Before every lesson I always feel that I should have my pieces at a performance level?
Bernadette, we crossed paths recently in another thread, and to some extent we've had some similar history. At the end of my first stint, going into the second with my present teacher (and switching to piano) I looked deeply into what lessons are actually about. You have a misperception, and it is probably at least in part due to your past experiences.
Lessons are (in my view) for the purpose of acquiring skills. With any teacher I engage, I want to make sure that we are both clear on that point. There are even teachers who would like to focus on skills, but are afraid to do so fully, because their students may not have that concept. A lesser form of lessons focuses on pieces, and you might have a teacher where every week you "perform" for the teacher - she says "X could sound better - listen to me play it. In Y you keep missing the F# /you're not bringing the dynamics [but I won't ever think I should teach you how]." etc. And so we get the idea that we're performing for the teacher.
With a decent teacher / the kind I like to work with - the skills are the project, my growth is the project, the piece is not the project. There is almost a delight in finding weaknesses, because this tells the teacher "Here's what we need to tackle next." That also becomes your project as a student and you practise. You are not performing; you're cooperating on this project. It is a totally different mindset.
That said (and this goes with (I think Bob's?) - answer to another question of yours. Say a teacher wants you to get a handle on playing dynamics differently in the RH than the left, for voicing. The teacher gives you a specific way of practising this.
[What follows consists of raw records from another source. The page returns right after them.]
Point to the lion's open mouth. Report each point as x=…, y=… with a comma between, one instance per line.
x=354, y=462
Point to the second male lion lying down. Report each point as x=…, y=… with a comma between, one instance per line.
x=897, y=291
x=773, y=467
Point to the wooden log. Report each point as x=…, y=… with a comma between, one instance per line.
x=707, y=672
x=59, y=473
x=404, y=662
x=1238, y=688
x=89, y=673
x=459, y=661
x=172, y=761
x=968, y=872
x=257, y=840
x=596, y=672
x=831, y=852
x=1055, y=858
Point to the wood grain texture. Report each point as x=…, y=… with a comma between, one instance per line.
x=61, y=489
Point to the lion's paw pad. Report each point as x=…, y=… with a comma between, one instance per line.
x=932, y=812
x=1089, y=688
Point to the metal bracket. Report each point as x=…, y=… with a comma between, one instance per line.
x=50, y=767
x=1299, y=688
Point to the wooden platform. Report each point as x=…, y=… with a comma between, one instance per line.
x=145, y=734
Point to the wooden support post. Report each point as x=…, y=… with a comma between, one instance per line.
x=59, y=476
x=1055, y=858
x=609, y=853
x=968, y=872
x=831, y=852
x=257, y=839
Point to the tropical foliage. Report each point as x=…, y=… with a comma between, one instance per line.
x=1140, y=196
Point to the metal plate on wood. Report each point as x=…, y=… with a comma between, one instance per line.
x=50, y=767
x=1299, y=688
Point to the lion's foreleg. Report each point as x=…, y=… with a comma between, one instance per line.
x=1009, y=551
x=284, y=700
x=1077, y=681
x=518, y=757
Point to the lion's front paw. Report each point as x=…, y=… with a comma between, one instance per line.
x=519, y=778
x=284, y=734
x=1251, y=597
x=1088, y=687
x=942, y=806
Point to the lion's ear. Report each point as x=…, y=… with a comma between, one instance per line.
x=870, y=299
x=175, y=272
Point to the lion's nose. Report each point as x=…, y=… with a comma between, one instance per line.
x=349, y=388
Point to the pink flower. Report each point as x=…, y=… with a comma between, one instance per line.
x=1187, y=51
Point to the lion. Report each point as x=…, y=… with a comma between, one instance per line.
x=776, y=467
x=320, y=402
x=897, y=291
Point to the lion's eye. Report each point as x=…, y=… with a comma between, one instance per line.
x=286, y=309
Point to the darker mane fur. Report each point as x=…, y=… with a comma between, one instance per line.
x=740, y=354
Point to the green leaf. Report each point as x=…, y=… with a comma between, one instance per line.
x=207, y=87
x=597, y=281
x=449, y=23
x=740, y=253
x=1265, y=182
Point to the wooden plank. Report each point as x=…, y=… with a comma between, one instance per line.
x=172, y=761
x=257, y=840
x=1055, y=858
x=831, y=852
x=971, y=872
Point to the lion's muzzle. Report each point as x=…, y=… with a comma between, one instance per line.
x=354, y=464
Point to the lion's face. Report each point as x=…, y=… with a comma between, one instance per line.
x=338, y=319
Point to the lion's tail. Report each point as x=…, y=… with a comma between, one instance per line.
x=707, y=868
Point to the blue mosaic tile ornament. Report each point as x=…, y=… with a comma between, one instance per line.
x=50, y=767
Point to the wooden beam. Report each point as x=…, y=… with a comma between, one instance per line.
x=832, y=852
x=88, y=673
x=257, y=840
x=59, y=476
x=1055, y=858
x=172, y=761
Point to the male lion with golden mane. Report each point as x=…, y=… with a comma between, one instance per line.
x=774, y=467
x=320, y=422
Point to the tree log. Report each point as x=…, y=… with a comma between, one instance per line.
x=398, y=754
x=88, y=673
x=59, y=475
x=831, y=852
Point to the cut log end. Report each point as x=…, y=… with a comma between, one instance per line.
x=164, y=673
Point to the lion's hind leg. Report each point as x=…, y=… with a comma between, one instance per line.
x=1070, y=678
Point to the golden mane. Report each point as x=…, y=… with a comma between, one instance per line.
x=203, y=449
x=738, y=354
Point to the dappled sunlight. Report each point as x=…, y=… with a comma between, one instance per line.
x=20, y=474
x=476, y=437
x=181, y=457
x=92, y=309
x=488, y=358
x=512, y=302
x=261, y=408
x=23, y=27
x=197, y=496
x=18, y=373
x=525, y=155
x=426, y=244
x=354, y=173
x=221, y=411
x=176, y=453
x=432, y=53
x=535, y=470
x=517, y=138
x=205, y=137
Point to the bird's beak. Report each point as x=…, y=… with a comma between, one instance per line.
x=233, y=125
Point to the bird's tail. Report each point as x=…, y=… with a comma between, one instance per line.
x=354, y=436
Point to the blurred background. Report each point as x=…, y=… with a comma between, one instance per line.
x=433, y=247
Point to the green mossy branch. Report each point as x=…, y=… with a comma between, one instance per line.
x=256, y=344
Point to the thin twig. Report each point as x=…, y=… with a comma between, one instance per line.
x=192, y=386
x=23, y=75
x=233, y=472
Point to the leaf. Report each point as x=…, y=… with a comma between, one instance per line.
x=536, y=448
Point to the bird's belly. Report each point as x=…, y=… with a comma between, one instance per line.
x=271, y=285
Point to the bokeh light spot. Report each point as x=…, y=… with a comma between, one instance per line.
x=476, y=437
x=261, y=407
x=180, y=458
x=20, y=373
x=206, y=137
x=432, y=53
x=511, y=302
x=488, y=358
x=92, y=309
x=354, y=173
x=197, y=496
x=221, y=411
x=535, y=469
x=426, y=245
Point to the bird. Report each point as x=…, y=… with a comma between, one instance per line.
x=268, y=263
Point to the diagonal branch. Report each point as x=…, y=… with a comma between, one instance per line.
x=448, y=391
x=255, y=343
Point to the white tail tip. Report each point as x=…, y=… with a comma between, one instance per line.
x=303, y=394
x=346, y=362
Then the teacher wants to see signs that you practised the thing he focused on with you, in the manner that he showed you. Say he wants you to play one hand loud, one hand soft, beat by beat, gradually bringing the timing together (I was given this some years ago), then when he hears you play the next time, he will hear whether you did that. It also tells him whether his idea worked with you. If you come in playing "beautifully", trying to show him the wonderful performance you cobbled together, but you did not try what he told you to try, he will be disappointed.
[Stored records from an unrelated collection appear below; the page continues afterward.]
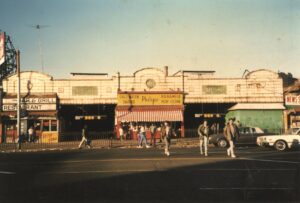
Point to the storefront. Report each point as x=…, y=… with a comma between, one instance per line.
x=267, y=116
x=292, y=113
x=37, y=111
x=151, y=108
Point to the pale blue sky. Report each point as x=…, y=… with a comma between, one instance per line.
x=107, y=36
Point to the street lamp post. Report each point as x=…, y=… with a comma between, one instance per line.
x=18, y=101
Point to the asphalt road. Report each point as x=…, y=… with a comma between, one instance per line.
x=147, y=175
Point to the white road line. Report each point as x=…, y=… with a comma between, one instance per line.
x=159, y=170
x=268, y=160
x=248, y=188
x=7, y=173
x=102, y=171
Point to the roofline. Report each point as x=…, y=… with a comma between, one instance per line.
x=89, y=74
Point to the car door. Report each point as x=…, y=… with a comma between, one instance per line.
x=255, y=134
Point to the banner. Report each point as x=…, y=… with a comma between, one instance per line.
x=292, y=100
x=137, y=99
x=2, y=48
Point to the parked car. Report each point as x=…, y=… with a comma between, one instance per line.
x=248, y=136
x=281, y=142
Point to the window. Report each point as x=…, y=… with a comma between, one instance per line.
x=46, y=125
x=53, y=125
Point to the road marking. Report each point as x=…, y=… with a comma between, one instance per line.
x=103, y=171
x=159, y=170
x=268, y=160
x=248, y=188
x=7, y=173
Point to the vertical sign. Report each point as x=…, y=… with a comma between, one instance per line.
x=2, y=48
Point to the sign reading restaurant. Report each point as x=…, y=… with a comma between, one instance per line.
x=143, y=99
x=292, y=100
x=30, y=104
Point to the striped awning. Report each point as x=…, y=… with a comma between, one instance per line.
x=150, y=114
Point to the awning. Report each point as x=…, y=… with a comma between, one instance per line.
x=257, y=106
x=149, y=114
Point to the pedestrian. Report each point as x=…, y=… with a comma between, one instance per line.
x=162, y=131
x=30, y=134
x=121, y=132
x=203, y=132
x=166, y=135
x=85, y=138
x=231, y=133
x=152, y=132
x=214, y=128
x=142, y=134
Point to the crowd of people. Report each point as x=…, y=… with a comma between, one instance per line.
x=166, y=132
x=231, y=133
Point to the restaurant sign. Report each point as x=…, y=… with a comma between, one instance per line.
x=143, y=99
x=292, y=100
x=214, y=89
x=30, y=104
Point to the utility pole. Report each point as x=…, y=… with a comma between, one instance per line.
x=18, y=101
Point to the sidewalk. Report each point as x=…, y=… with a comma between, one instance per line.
x=96, y=144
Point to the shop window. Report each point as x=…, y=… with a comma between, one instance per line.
x=46, y=125
x=53, y=125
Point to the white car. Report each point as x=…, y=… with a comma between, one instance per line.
x=282, y=141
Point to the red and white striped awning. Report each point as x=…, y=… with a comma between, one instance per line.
x=149, y=114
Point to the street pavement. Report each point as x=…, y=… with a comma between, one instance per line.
x=147, y=175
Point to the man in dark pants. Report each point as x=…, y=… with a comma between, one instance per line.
x=231, y=133
x=153, y=131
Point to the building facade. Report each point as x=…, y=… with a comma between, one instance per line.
x=58, y=107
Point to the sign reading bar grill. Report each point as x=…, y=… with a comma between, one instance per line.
x=130, y=99
x=292, y=100
x=31, y=104
x=214, y=89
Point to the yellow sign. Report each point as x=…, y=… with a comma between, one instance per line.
x=134, y=99
x=50, y=137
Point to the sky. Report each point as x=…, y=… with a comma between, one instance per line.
x=110, y=36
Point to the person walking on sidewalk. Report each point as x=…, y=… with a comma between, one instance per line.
x=143, y=138
x=231, y=133
x=167, y=134
x=153, y=131
x=85, y=137
x=203, y=132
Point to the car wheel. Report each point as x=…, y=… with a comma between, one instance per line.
x=222, y=143
x=280, y=145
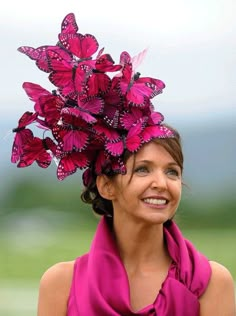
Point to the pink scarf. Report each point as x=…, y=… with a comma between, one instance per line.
x=100, y=285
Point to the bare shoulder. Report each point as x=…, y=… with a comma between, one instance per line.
x=54, y=289
x=219, y=297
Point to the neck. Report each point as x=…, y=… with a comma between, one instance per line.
x=141, y=246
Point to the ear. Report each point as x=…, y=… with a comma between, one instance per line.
x=105, y=187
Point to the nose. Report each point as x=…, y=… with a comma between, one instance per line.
x=159, y=182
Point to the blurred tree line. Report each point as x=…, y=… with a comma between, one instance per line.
x=29, y=194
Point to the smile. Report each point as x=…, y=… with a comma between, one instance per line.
x=155, y=201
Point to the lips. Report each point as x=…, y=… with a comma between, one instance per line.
x=156, y=201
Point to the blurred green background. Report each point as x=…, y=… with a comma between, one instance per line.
x=43, y=222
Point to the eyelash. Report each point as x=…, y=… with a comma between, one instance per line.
x=171, y=172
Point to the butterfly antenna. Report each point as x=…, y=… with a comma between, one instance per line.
x=7, y=134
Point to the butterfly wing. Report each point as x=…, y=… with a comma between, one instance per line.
x=69, y=25
x=70, y=163
x=82, y=46
x=156, y=131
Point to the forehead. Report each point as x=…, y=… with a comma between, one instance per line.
x=153, y=152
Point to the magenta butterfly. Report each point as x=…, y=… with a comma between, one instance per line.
x=70, y=162
x=22, y=135
x=69, y=25
x=132, y=142
x=37, y=150
x=40, y=55
x=47, y=104
x=138, y=90
x=67, y=74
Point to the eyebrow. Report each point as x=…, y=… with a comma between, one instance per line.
x=171, y=163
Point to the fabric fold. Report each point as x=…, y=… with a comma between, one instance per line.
x=100, y=284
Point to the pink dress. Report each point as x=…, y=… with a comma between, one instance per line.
x=100, y=284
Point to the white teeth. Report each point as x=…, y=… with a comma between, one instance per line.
x=155, y=201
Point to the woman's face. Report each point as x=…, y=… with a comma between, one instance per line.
x=150, y=191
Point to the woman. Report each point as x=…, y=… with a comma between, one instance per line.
x=139, y=262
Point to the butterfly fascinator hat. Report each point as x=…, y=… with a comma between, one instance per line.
x=97, y=111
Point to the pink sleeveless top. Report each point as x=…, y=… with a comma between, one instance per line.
x=100, y=284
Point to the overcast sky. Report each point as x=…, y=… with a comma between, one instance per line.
x=191, y=47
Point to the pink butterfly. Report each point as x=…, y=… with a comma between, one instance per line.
x=37, y=150
x=81, y=46
x=69, y=25
x=111, y=134
x=138, y=90
x=22, y=135
x=47, y=104
x=70, y=162
x=67, y=74
x=156, y=131
x=40, y=55
x=132, y=142
x=85, y=109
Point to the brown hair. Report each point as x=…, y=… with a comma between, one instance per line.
x=103, y=206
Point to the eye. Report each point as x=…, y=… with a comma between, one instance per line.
x=141, y=170
x=173, y=173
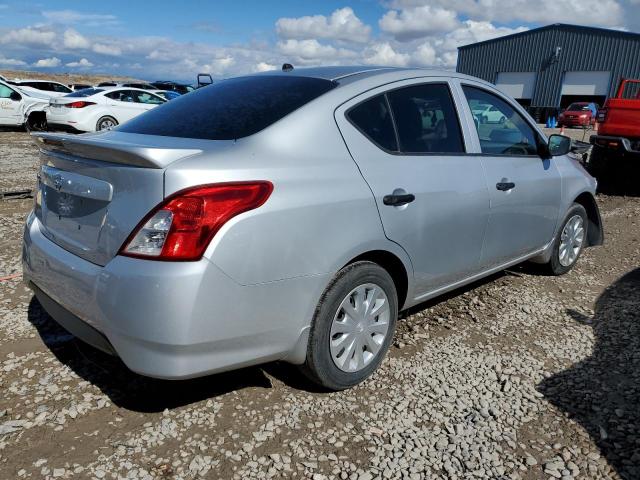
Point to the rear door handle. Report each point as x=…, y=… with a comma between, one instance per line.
x=504, y=186
x=398, y=200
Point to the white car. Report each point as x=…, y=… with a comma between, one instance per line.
x=53, y=89
x=488, y=114
x=20, y=107
x=95, y=109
As dogperson said, your teacher may also want to know about problems you are having. This one is tricky, because:
a) the teacher may want to hear you play, for him to recognize problems
b) the problem you are having may be due to something different than you think. As an example, some difficulties I had with my hands "kinking" were due to where I was sitting, and where I balanced my gravity. Had I insisted on fixing the hands, rather than letting my teacher tell me, "Do this. Now do that." while observing, it would not have worked well.
All of this to say that "performing well", or playing a piece as perfectly as possible, isn't actually in there for the kind of teacher I like working with. (Does any of this make sense?)